Objective: To characterize the muscle involvement of patients with central core disease (CCD) caused by mutations in the ryanodine receptor 1 gene (RYR1) and to compare these findings with those from patients with core myopathies unlinked to the RYR1 gene.
Methods: We performed a systematic muscular imaging assessment in 11 patients with an RYR1 gene mutation and compared these findings with those of 5 patients from two unrelated families with autosomal dominant core myopathies not linked to RYR1, ACTA1, or MYH7 gene loci.
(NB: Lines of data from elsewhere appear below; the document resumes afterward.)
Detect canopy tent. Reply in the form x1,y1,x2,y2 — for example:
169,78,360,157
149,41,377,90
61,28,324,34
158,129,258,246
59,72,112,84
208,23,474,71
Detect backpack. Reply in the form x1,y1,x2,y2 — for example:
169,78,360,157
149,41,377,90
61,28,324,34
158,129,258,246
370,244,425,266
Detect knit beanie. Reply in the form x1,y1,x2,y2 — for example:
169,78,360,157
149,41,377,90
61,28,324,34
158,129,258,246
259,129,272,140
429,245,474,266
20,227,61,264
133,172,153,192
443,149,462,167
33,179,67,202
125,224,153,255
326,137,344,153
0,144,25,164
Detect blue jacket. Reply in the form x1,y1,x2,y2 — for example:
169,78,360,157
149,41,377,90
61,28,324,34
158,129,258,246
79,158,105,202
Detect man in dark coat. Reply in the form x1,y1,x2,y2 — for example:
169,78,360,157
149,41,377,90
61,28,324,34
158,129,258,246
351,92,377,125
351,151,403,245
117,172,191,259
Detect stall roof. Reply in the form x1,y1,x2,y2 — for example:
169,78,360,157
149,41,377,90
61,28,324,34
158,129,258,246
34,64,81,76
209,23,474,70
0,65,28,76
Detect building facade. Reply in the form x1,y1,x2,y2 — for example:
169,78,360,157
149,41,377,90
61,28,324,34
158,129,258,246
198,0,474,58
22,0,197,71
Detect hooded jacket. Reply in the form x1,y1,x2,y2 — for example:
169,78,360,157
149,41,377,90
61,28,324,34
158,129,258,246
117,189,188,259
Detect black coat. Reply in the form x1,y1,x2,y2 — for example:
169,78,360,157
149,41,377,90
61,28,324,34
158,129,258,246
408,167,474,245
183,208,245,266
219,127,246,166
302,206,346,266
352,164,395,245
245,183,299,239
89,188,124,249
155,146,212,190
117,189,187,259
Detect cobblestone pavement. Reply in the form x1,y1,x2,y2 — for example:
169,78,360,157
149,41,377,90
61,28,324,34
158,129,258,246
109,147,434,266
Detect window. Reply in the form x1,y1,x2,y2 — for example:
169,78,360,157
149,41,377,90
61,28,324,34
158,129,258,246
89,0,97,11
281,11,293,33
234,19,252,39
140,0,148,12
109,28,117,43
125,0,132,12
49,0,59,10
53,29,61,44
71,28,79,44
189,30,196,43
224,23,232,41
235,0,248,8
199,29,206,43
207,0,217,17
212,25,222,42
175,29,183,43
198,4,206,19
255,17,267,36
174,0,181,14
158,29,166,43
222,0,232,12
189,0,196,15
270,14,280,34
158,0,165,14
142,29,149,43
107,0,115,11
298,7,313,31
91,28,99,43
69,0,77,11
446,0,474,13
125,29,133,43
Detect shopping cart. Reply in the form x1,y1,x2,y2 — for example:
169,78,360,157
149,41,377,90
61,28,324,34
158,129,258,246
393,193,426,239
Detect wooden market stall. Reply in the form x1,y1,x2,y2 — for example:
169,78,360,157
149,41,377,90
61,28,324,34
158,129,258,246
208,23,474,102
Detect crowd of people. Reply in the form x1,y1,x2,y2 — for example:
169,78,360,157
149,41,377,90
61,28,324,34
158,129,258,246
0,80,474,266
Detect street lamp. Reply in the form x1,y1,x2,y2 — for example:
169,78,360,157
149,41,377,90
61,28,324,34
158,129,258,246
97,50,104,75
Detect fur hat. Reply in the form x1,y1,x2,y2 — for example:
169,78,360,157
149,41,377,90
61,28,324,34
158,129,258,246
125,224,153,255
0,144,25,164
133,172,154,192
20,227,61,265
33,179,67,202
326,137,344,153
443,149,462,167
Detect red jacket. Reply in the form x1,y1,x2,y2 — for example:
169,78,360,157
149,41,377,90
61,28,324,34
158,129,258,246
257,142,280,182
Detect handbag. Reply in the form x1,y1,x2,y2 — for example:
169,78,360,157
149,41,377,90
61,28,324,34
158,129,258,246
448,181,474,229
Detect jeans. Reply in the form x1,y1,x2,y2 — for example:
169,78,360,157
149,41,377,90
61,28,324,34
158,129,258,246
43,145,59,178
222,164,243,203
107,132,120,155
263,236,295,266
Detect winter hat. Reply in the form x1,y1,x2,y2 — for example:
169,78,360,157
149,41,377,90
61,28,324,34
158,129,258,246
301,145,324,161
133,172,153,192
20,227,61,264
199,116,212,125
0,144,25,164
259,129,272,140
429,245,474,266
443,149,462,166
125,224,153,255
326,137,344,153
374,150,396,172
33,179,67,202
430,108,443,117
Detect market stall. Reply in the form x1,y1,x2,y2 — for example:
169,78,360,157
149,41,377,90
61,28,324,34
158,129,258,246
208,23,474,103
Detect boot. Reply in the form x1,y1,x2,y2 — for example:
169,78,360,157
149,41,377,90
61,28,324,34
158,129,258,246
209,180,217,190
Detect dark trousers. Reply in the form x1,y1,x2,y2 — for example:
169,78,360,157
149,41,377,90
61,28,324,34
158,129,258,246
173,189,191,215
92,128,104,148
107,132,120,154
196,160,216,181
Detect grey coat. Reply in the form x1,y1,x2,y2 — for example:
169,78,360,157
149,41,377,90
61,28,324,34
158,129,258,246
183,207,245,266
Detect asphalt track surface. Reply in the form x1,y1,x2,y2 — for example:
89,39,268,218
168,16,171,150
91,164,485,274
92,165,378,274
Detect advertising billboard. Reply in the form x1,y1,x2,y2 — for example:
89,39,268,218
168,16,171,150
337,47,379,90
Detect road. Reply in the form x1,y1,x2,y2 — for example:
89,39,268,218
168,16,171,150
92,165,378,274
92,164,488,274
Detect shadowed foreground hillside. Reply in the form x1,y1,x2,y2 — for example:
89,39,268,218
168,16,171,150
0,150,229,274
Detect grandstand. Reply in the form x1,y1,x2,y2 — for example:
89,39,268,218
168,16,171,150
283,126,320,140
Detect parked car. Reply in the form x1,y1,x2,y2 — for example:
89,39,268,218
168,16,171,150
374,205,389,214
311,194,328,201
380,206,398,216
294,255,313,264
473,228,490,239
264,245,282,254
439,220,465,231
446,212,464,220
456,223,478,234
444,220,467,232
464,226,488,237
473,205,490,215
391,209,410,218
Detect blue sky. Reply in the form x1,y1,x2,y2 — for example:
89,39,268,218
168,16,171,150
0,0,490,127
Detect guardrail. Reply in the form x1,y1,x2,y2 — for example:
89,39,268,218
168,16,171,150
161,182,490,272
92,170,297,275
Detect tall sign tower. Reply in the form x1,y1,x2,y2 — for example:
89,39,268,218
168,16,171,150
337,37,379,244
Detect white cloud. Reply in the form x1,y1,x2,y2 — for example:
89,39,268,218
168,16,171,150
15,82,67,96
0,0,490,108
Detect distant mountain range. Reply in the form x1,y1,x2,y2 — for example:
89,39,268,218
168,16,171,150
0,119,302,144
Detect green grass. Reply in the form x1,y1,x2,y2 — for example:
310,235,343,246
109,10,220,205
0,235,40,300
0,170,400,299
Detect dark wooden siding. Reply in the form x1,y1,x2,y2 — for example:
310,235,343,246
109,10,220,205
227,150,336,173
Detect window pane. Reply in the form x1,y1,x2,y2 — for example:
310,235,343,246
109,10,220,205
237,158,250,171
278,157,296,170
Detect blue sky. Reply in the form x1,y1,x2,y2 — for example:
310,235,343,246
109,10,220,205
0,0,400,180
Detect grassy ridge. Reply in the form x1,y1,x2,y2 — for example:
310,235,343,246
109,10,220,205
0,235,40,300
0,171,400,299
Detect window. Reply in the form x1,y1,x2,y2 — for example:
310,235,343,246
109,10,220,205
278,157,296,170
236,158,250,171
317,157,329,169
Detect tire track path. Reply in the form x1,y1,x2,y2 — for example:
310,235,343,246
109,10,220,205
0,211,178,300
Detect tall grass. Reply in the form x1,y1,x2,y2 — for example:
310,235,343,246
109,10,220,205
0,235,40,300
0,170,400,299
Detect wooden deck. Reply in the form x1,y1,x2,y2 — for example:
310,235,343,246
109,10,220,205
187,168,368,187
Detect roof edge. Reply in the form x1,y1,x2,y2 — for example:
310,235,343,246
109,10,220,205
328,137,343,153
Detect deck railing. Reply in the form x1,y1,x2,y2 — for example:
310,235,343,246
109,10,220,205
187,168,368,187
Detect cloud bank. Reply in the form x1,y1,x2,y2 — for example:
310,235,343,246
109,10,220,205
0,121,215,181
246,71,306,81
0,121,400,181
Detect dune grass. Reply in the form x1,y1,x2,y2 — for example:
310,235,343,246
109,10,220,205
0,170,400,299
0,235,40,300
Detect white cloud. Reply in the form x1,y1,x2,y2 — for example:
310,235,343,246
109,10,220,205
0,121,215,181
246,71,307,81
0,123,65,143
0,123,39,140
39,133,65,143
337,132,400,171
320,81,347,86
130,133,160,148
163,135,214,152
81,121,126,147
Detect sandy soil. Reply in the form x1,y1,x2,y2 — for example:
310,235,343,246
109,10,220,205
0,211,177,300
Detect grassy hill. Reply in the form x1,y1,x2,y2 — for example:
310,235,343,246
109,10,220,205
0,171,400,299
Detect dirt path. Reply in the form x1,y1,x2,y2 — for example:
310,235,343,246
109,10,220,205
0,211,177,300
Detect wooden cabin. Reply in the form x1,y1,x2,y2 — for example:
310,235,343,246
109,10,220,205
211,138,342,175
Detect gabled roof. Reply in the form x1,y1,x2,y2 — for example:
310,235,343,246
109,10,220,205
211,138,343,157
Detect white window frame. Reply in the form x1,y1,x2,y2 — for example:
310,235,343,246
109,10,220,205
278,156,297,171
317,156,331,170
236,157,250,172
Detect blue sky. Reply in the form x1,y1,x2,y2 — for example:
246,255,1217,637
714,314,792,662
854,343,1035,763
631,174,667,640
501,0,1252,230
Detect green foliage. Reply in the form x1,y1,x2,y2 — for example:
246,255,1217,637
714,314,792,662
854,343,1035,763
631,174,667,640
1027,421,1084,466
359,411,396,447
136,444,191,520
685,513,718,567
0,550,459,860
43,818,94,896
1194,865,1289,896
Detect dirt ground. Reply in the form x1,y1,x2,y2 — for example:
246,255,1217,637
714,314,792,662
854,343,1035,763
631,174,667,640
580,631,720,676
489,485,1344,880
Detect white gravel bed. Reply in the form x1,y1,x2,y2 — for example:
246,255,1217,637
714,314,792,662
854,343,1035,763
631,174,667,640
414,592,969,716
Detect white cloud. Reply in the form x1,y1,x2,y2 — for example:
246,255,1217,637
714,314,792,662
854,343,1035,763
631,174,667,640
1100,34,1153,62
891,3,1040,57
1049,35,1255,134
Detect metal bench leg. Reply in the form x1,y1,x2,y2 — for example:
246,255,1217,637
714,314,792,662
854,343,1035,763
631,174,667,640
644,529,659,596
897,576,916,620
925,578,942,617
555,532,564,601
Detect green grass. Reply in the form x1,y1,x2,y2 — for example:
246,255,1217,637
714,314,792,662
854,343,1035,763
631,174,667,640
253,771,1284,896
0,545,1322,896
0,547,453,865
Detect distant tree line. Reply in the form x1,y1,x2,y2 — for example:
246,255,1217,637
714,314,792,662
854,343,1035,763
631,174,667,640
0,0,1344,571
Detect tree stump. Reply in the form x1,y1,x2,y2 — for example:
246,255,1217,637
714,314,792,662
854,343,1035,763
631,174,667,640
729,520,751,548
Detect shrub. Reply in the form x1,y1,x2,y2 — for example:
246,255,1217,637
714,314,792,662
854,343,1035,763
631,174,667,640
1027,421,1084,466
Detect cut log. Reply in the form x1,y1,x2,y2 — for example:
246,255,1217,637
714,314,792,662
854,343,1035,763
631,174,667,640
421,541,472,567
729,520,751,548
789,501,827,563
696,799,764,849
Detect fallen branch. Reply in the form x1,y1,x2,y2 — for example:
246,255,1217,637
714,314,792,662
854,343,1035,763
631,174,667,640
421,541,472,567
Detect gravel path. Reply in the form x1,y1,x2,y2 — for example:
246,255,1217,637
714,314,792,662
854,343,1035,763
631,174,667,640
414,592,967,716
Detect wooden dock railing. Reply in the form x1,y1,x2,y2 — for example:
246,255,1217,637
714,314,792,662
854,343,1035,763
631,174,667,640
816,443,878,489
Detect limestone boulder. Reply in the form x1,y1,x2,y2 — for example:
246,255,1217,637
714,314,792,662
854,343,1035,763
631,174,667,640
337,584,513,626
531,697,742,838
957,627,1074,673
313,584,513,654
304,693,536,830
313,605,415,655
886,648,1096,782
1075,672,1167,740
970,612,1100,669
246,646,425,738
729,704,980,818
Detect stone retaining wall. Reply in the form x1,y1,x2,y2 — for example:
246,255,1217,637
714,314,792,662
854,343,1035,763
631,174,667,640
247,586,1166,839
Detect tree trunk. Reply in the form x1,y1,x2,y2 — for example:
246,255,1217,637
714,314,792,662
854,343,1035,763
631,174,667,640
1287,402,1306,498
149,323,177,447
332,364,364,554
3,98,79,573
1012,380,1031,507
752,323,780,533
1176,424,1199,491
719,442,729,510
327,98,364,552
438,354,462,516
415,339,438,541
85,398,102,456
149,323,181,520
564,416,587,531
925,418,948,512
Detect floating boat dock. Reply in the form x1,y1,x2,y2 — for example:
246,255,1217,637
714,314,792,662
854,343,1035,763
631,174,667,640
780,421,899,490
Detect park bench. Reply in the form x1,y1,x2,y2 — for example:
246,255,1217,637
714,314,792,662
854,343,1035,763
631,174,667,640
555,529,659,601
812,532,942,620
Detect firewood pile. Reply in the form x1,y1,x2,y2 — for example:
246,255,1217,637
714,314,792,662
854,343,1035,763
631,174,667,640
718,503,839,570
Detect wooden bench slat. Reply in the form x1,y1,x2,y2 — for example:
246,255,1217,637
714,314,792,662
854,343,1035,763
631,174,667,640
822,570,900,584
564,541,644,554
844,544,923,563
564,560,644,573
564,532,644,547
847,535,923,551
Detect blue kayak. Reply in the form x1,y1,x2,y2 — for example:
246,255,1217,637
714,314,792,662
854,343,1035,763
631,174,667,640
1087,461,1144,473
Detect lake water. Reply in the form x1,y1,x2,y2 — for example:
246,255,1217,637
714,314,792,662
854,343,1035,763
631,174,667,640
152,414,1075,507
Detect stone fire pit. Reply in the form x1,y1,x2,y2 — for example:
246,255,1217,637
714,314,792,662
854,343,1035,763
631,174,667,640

Results: All patients with RYR1 CCD had a characteristic pattern with predominant involvement of the gluteus maximus, adductor magnus, sartorius, vastus intermediolateralis, soleus, and lateral gastrocnemius muscles. In contrast, muscle CT in the first family not linked to RYR1 showed predominant affection of the gluteus minimus and hamstring muscles, whereas the second family presented with predominant involvement of the gluteus minimus, vastus intermediolateralis, tibialis anterior, and medial gastrocnemius muscles. In addition to muscle imaging data, we present detailed information on the clinical and pathologic findings of these novel phenotypes of core myopathies not linked to RYR1.
Conclusions: Our data suggest genetic heterogeneity in autosomal dominant core myopathies and the existence of additional unidentified genes.